I gathered these metrics in the context of running an algorithm for subsetting a set of .h5 GEDI L4A files in basic Python multiprocessing code (i.e., no use of any specific libraries for scaling, such as dask, ray, etc.). The gist of the code is that it takes a list of .h5 files in S3 (in this case, ~1200), and for each file it reads (via h5py) a handful of datasets (the same for each file) out of the dozens available, doing so across 32 CPUs, each with 64GiB of RAM (far more than actually needed).

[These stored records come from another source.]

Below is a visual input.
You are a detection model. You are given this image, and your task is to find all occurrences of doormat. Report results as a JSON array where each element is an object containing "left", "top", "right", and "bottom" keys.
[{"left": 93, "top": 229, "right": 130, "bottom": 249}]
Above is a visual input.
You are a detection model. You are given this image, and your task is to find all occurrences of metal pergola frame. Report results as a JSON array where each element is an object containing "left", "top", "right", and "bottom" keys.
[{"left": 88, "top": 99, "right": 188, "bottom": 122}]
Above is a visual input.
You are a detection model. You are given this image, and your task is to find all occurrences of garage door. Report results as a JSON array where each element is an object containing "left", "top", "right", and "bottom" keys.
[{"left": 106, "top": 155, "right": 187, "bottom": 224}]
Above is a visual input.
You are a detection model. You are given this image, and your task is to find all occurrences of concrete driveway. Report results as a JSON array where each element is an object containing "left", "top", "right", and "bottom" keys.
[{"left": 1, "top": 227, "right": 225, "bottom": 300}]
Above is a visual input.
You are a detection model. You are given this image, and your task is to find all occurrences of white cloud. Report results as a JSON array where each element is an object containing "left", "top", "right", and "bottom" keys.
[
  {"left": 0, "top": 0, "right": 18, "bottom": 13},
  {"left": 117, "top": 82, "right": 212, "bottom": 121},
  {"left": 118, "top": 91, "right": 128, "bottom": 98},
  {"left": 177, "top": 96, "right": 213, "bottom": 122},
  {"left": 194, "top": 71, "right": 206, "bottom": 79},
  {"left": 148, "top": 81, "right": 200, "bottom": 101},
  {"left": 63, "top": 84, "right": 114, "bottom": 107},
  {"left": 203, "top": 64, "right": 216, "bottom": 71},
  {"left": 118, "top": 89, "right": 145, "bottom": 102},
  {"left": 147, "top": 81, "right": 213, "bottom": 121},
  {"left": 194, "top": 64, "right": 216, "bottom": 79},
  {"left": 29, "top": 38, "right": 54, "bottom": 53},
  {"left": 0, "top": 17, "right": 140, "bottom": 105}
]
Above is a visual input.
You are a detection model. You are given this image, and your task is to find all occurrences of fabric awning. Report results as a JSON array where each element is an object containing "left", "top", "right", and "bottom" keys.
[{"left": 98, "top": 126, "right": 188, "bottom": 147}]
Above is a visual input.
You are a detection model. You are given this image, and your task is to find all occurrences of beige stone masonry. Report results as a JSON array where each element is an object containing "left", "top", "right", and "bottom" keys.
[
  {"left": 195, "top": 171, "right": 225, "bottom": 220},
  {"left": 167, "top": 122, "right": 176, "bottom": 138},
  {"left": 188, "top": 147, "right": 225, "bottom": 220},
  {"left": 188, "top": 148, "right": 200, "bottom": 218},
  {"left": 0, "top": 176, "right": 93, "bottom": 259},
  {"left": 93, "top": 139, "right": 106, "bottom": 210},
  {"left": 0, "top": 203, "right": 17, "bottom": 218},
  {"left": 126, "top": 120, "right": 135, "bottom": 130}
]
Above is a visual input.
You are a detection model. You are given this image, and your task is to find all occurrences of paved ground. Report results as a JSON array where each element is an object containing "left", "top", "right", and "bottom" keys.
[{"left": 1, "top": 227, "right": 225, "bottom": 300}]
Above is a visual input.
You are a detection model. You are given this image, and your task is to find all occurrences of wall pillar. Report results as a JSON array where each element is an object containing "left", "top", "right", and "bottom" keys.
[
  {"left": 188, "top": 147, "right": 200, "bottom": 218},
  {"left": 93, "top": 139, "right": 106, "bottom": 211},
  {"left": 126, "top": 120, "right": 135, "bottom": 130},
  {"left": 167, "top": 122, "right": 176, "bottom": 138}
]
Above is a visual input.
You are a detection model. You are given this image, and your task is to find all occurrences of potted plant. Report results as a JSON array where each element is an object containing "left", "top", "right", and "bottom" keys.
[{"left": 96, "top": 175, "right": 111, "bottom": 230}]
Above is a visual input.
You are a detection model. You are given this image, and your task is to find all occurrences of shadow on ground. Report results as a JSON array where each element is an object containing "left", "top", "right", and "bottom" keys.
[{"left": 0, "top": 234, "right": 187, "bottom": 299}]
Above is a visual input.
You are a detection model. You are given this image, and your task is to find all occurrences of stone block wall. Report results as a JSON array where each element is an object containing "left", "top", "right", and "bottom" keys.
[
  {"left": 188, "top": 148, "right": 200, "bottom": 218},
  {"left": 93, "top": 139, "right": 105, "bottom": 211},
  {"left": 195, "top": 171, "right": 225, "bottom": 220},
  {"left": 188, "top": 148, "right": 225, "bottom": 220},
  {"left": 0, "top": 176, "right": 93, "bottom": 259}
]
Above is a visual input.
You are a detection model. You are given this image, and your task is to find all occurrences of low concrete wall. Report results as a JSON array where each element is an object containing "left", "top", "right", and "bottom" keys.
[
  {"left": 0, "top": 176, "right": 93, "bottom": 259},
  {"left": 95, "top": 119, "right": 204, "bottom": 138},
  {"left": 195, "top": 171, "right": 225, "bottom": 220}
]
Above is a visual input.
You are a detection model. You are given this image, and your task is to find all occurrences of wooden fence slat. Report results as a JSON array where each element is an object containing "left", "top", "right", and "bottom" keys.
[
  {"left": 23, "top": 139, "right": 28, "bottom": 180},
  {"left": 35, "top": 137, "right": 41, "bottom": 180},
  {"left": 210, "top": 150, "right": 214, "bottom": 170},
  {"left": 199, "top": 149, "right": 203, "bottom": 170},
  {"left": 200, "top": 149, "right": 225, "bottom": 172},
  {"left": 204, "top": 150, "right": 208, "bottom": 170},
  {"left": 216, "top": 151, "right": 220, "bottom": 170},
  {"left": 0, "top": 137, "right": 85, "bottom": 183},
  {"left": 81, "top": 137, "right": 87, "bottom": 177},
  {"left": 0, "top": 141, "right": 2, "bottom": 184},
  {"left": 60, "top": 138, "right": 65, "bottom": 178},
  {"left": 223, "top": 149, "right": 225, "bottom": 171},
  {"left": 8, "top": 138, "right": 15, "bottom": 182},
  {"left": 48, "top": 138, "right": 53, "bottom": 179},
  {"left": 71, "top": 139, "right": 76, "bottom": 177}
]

We also compare this to simply downloading the files and reading them from the local filesystem, rather than reading directly from S3. This case is where the y-axis tick is labeled ('download', 0.0, False). I ran each combination ~30 times each (some combos had 1 or 2 jobs fail).
As you can see, all uses of cache type first perform significantly worse than anything else, including downloading. Of course, the .h5 files are not cloud-optimized, so nothing performs more than marginally better than downloading, but that’s sort of the point.
I’m no expert on any of this stuff, but I’m happy to provide more details if anybody has questions.